+90 (553) 597 6943
avukatibrahimhs@gmail.com
Korkutreis Mah. Hanımeli Sok. No:14/12
Çankaya/Ankara
Yayınlayan: İbrahim Halil Şeker
Kategori: Makale

Lisanssız Üreticilere İlişkin Tek Terimli Dağıtım Tarifesindeki Teşvik Uygulamasından Vazgeçilmesi Konulu Enerji Piyasası Düzenleme Kurumu’nun (EPDK) 30.12.2021 tarihli 10699 ve 10700 sayılı Kurul Kararlarının Mevzuat kapsamında İncelenmesi

 

ÖZET: EPDK’nın (Enerji Piyasası Düzenleme Kurumu) 2017 yılında aldığı Kurul Kararıyla, Dağıtım Lisansı Sahibi Tüzel Kişiler ve Görevli Tedarik Şirketlerinin Tarife Uygulamalarına İlişkin Usul ve Esaslar’ın 16. Maddesi’nin b fıkrasının değiştirilmesine karar vermiş olup, bu kararda “31.12.2017 tarihinden önce geçici kabul belgesi alan işletmelerin geçici kabulünün yapılması halinde, dağıtım bedeli de dahil olmak üzere bazı bedeller hakkında kurul kararıyla belirli oranda indirim yapılabileceği” ve bu indirimin de YEKDEM tarifesinin geçerli olduğu süre boyunca (10 yıl) da uygulanacağı kararlaştırılmış ve bu karar Resmi Gazete’de yayımlanarak yürürlüğe girmiştir. Devamla aynı maddeye c fıkrası eklenmiş ve c fıkrasında “indirim oranının %75 olmasına” karar verilmiş ve Resmi Gazete’de yayımlanmıştır. Ancak Kurum, yukarıda belirtilen Kurul Kararlarıyla birlikte, YEKDEM süresi dolmamasına rağmen teşvik olarak verdiği indirim uygulamasına son vermiştir. İşbu yazımızda, EPDK’NIN başlıkta belirtilen kararlarının (dağıtım bedeli indirimli uygulama işleminin geri alınması işlemi) hukuka aykırı olup olmadığı tartışılmıştır.

DEĞERLENDİRME:

EPDK’NIN 11.05.2017 tarihli ve 7070 sayılı kurul kararında, Dağıtım Lisansı Sahibi Tüzel Kişiler ve Görevli Tedarik Şirketlerinin Tarife Uygulamalarına İlişkin Usul ve Esaslar’ın 16. Maddesi’nin b fıkrasının değiştirilmesine karar verilmiş olup, “31.12.2017 tarihinden önce geçici kabul belgesi alan işletmelerin geçici kabulünün yapılması halinde, dağıtım bedeli de dahil olmak üzere bazı bedeller hakkında kurul kararıyla belirli oranda indirim yapılabileceği” kararlaştırılmış ve bu karar Resmi Gazete’de yayımlanarak yürürlüğe girmiştir. Devamla aynı maddeye c fıkrası eklenmiş ve c fıkrasında da “dağıtım bedeli için uygulanacak indirim oranının %75 olmasına” karar verilerek Resmi Gazete’de yayımlanmıştır. Yapılan değişikliklerle birlikte 11.05.20217 tarihinde 16. madde şu şekli almıştır.

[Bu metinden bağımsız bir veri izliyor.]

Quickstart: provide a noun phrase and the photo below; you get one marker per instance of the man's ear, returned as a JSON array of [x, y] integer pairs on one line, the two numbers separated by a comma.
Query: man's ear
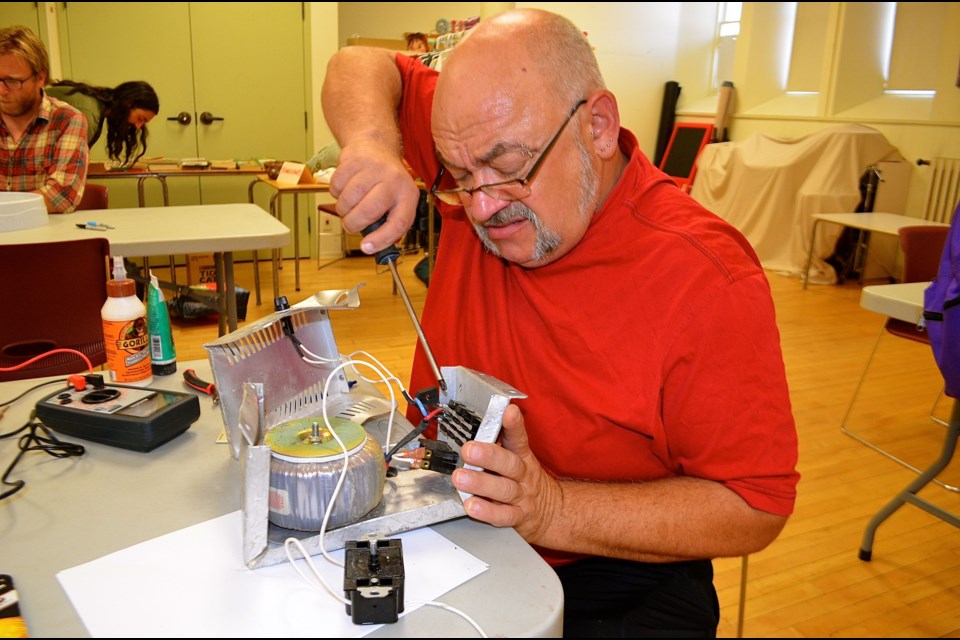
[[604, 123]]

Üretim faaliyetleri için tarifelerin uygulanması

MADDE 16–  (1) Dağıtım sistemine bağlı tüm üretim tesisleri veriş yönünde tercih etmeleri halinde çift terimli veya tek terimli tarifeden birini seçebilir.

(2) 21 inci maddede belirtilen bağlantı durumlarına göre, dağıtım sistemi kullanıcısı üreticilere üretim faaliyetleri için dağıtım bedeli, güç bedeli ve gerekmesi halinde güç aşım bedelinin yanı sıra bu maddenin üçüncü ve dördüncü fıkralarında belirtilen koşullar çerçevesinde reaktif enerji bedeli de uygulanır. Elektrik Piyasası Kanununun 14 üncü maddesinin birinci fıkrasının b bendi kapsamındaki lisanssız üreticilere uygulanan dağıtım sisteminin kullanımına ilişkin bedeller, üretim tesislerinin sistem üzerinde oluşturdukları ek maliyetler dikkate alınarak farklılaştırılabilir. Söz konusu lisanssız üreticilere uygulanan dağıtım sisteminin kullanımına ilişkin bedeller, 31/12/2017 tarihinden önce ilgili şebeke işletmecisinden geçici kabule hazır tutanağı alan tesisler için geçici kabulün bu tutanağa istinaden yapılması halinde 10/5/2005 tarihli ve 5346 sayılı Yenilenebilir Enerji Kaynaklarının Elektrik Enerjisi Üretimi Amaçlı Kullanımına İlişkin Kanun (YEKDEM) kapsamında belirlenen fiyatlardan yararlanılan süre boyunca Kurul tarafından belirlenecek oranda indirimli uygulanır.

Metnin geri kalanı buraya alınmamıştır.